Why The Humble THQ Bundle Sucks for Indies
This year has been a rollercoaster for indie game developers everywhere. In many ways it’s been great – an unprecedented number of independent games making their way to major outlets like Steam and the Big Three Consoles. Kickstarter projects have succeeded at enormous rates, allowing ambitious, innovative new games to make their way to market. The Wii U promises to revolutionize how Nintendo treats independent developers. There are ample examples of where things are going right.
There have been a lot of missteps too – we’re seeing a lot of those same Kickstarted projects failing to deliver on time (or in some cases, canceling outright.) Steam opened its Greenlight program, which has been at best a mixed blessing.
And now today, the
Humble THQ Bundle launches to great displeasure among the indie community. As I write this mere hours into the sale, they’re already well into the tens of thousands of units sold, so there’s no question about the popularity of this bundle. People like AAA games. They like getting them cheap. This isn’t really a big deal. There are so many things wrong with this being a “Humble” bundle though, it’s hard to know where to start.
Let’s start with a bit of “history” – the Humble Bundle was invented by and made popular by independent games and independent game developers. Humble Bundle (or rather, Wolfire Games) wouldn’t have nearly the notoriety it does now without the good will of several well-known indies.
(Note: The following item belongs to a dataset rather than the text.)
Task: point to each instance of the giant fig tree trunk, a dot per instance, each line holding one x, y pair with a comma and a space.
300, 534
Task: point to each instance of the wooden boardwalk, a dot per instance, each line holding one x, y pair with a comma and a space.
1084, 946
Through this network they were able to reach out to other, lesser well known indies and elevate them to recognition in the public eye. It strengthened the community, and was built both by and within the rising crest of the indie game wave. It gave confidence to fledgling developers who realized their hobby could be more than just a hobby. It could be a legitimate art form, a business, a way of life.
Needless to say, THQ (at least THQ today) doesn’t fit this mould in the slightest. Most of the people who sweated blood and tears into the games offered in this bundle no longer have jobs at THQ. That’s right, they were laid off some time ago. So the THQ slider on the Humble Bundle is essentially you deciding how much the publisher gets for simply hanging in there at the expense of all their former employees. Bravo.
Well, at least these games will be DRM free, right? Nope. Humble has decided that’s not in the cards this time. You will get Steam Keys – nothing else. The whole point of the Humble Bundle was the goodwill and trust established with the community. Support indies; in return we’ll treat you like human beings that can be trusted to do the morally correct thing without needing digital shackles to keep you in line. THQ likely never would have agreed to this. They probably see piracy as their number one enemy, without realizing why the piracy exists in the first place.
Which leads to another thing that is very convenient for THQ: no Mac or Linux ports. Not more than a week ago I had espoused the benefits of enforcing Mac and Linux ports as the Humble Bundle does, in fact arguing that the Humble Bundle does the right thing. I’m not sure who had the bargaining power in this deal, but I’m guessing it wasn’t Humble. Omitting Mac and Linux ports removes a significant chunk of sales, as previous Humble Bundles have shown these two combined make up around a third of total sales.
Let’s ignore all that, somehow. Let’s ignore what made the Humble Bundle great in the past. Maybe you love THQ. Maybe you want to see another Saint’s Row or something because you haven’t got enough GTA-likes with purple dildos in them. I can sympathize with that, legitimately. Here’s the problem.
A company like THQ needs multi-millions to run for even a short while. Imagine THQ makes $3mil from this. Well, $360,000 of that is going straight into CEO Brian Farrell’s pocket this year. So 10% of that money is gone, even if all of it went to THQ. It doesn’t. Some portion of it goes to charity (great) and to Jeffrey Rosen et al (not so great at all given recent events.)
So what does a company like THQ do with a small handful of money, no prospects on the horizon, a losing business strategy? Is this actually a last-ditch effort to revive the company so they can get back to great classic games like Zombie Shooter With Marginally Better Graphics 4? My money is on THQ liquidating and shoveling out the cash to what few stakeholders are left. It’s a last ditch effort to squeeze blood from a rock. I can’t imagine how this pittance of cash even gives a glimmer of hope of sustaining THQ otherwise.
So why is this bad for indies, why all the fuss, who cares if THQ is offering their products at unsustainable breakneck prices?
It destroys the Humble Bundle reputation. The reputation that was built by indies with hopes of a brave new future ripe with interesting and unique games. It was the bundle that every indie strived for, looked forward to and dreaded launching beside. Now a good chunk of that is eroded if not erased entirely. The indie community, more and more, is showing that it hates AAA titles until enough dollar signs show up. Humility can be bought.